C’est après son apprentissage de maréchal ferrant, forgeron, mécanicien, tourneur que mon oncle Emile, leur fils, né en 1902, construisit à La Croix Rouge, sa propre forge en 1924. Ce bâtiment, toujours visible, se distingue des autres parties de la maison par son toit en tuiles rouges. Un peu plus tard, il édifia sa propre maison sur la gauche, tout près de cette forge en direction de La Couture.
Face à l’actuel Garage AD Pro, on peut découvrir des blokhaus construits vers 1943. A cette époque, un casernement d’une centaine de soldats allemands était installé dans le bois des petites Landes. Ces soldats devaient assurer la défense de la baie de St Brieuc en cas de débarquement. Une ligne de chemin de fer avec des wagonnets sans doute tirés par des chevaux, avait été construite à partir de Saint-Pabu afin d’approvisionner le chantier en matériaux. C’est au croisement de cette voie de chemin de fer et de la Route départementale qu’un checkpoint avait été positionné afin de contrôler le passage. Une anecdote : ce fut dans la forge de mon oncle Emile, qui avait été en partie réquisitionnée pour des travaux de maintenance de l’occupant, qu’au printemps 1943, lors de son inspection du mur de l’Atlantique, le Maréchal Romel rencontra le Maréchal Ferrant Le Mounier !
En 1952, mes parents ont fait appel à l’entreprise locale pour une extension réalisée cette fois en grès de Fréhel. On distingue parfaitement la différence de couleur des matériaux utilisés, le grès de Fréhel étant rose plus foncé que celui d’Erquy.

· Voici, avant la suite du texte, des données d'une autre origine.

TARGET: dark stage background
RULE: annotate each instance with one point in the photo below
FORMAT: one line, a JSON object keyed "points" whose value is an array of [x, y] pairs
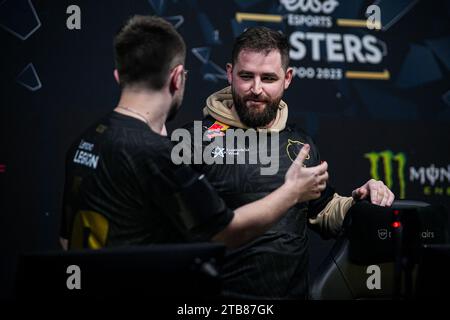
{"points": [[377, 102]]}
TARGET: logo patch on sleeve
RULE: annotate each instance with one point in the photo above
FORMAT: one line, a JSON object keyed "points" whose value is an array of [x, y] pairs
{"points": [[216, 129]]}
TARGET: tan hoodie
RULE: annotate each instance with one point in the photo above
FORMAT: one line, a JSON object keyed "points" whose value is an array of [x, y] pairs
{"points": [[219, 106]]}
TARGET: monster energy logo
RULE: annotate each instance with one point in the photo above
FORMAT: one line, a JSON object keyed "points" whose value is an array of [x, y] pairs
{"points": [[388, 158]]}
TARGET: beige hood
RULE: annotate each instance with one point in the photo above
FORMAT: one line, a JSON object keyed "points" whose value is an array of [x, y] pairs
{"points": [[219, 106]]}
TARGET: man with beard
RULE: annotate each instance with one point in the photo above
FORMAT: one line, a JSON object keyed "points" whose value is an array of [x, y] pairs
{"points": [[122, 187], [274, 265]]}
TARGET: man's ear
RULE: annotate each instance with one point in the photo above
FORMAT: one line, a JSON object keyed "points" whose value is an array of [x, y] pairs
{"points": [[116, 76], [229, 73], [288, 78], [176, 78]]}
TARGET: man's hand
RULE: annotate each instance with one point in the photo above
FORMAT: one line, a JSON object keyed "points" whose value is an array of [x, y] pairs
{"points": [[308, 182], [378, 192]]}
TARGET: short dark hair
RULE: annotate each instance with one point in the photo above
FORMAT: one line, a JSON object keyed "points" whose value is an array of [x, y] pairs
{"points": [[262, 39], [146, 48]]}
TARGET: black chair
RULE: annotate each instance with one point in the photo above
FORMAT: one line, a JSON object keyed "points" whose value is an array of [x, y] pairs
{"points": [[175, 270], [389, 240]]}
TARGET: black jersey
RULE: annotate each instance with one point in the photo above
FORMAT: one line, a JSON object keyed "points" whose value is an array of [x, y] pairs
{"points": [[123, 189], [274, 265]]}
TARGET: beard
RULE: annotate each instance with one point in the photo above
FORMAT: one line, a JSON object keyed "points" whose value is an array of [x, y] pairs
{"points": [[253, 117]]}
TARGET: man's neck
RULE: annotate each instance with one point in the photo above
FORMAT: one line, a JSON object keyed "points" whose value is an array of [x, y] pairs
{"points": [[268, 126], [151, 106]]}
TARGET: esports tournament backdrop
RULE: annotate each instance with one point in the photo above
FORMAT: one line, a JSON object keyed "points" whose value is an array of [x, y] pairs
{"points": [[377, 102]]}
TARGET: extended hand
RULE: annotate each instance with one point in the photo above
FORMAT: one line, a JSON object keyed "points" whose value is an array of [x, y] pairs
{"points": [[309, 182], [379, 193]]}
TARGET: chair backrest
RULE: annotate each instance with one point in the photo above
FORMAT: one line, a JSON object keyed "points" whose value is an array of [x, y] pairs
{"points": [[364, 262], [175, 270]]}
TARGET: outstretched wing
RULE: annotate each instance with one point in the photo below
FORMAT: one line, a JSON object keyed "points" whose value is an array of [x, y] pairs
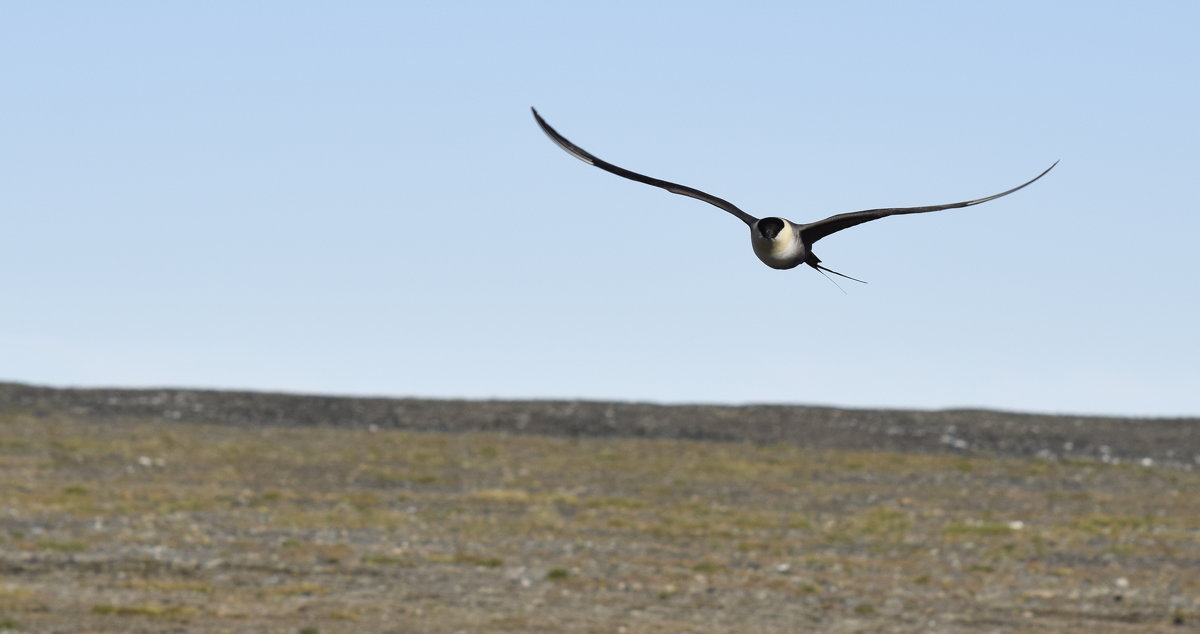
{"points": [[819, 229], [673, 187]]}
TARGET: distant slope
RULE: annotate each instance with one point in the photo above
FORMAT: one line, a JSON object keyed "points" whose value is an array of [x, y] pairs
{"points": [[1171, 441]]}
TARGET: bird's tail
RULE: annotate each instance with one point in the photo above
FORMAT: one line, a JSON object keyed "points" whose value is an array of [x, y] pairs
{"points": [[815, 262]]}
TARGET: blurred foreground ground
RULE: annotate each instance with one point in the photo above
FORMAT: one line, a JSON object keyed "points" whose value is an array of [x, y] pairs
{"points": [[129, 520]]}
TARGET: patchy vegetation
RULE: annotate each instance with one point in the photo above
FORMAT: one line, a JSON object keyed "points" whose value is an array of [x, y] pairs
{"points": [[151, 525]]}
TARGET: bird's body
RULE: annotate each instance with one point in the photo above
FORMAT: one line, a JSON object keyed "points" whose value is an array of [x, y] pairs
{"points": [[779, 243]]}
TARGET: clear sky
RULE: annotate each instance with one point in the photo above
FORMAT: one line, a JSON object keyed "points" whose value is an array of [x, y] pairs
{"points": [[353, 198]]}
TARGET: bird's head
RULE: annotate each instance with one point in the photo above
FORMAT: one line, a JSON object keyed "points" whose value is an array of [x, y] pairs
{"points": [[777, 241]]}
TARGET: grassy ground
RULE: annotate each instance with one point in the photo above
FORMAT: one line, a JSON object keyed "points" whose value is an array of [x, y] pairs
{"points": [[151, 526]]}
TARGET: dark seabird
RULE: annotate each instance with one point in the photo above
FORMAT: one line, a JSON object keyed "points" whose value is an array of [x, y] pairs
{"points": [[779, 243]]}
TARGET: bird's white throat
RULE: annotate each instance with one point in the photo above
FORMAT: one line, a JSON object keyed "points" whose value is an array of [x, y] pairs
{"points": [[785, 250]]}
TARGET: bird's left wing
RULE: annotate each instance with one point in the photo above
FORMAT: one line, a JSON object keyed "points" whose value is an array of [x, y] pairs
{"points": [[673, 187], [819, 229]]}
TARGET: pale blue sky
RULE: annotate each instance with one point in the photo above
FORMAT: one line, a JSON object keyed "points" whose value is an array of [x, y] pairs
{"points": [[353, 198]]}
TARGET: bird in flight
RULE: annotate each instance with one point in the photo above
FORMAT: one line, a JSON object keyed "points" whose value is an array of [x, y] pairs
{"points": [[779, 243]]}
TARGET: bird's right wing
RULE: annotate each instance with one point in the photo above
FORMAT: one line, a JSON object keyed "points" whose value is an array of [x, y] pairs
{"points": [[819, 229], [673, 187]]}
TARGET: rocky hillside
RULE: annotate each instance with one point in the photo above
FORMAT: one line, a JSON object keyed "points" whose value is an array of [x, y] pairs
{"points": [[1141, 441]]}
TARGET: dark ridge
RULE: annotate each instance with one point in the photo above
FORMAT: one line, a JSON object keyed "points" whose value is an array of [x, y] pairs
{"points": [[1125, 440]]}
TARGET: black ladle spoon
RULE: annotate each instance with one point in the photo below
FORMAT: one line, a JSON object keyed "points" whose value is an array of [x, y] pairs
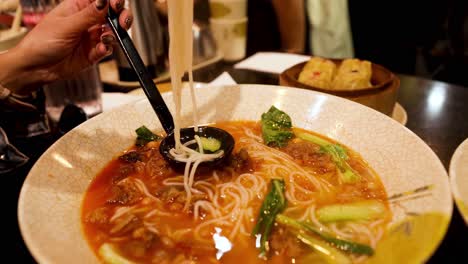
{"points": [[160, 107]]}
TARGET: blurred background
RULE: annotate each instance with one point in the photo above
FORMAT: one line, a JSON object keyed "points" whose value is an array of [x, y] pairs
{"points": [[427, 38]]}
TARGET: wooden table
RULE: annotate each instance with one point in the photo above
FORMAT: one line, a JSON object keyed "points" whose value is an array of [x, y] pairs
{"points": [[437, 113]]}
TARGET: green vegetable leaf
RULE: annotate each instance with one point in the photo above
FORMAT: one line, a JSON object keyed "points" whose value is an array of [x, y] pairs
{"points": [[348, 246], [144, 135], [210, 144], [274, 203], [276, 127], [338, 155]]}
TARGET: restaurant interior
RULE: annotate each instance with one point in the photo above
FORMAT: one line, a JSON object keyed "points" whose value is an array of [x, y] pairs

Après avoir appris son métier de charron-charpentier chez M. Lucas à La Couture puis chez M. Thoreux à Fréhel, mon père, Jean Le Mounier, fit construire son propre atelier en 1928. Celui-ci fut complété en 1929 par l’installation d’une scie à grumes ! Il travaillait essentiellement pour le monde agricole à la construction de charrettes et plus tard de remorques avec des pneumatiques.

Les frères Emile et Jean Le Mounier créèrent chacun leur entreprise de battage au cours des années 30. Plus tard, dans les années 50, mon oncle développa l’activité sur tous les travaux agricoles. Quant à mon père Jean, il entreprit l’activité de défrichage des landes et des friches, nombreuses à cette époque. Ce fut vers 1963 qu’il ajouta l’activité de terrassement et intervint sur les différents chantiers de construction. A cette époque, nombreuses étaient les entreprises artisanales.
Le trafic routier devenant de plus en plus important sur la RD 34, le tracé de la voie fut modifié et la route élargie en 1967- 1968.
Ainsi est né le lieu-dit La Croix Rouge. Plusieurs constructions, maisons et ateliers ont été édifiés par la suite, à la fin des années 70, tout au long de cet axe très fréquenté et ont remplacé les landes d’ajoncs et de genêts.
Michel Le Mounier ( collaboration avec Jean et Annick ses frère et sœur, ainsi qu’Emile son cousin).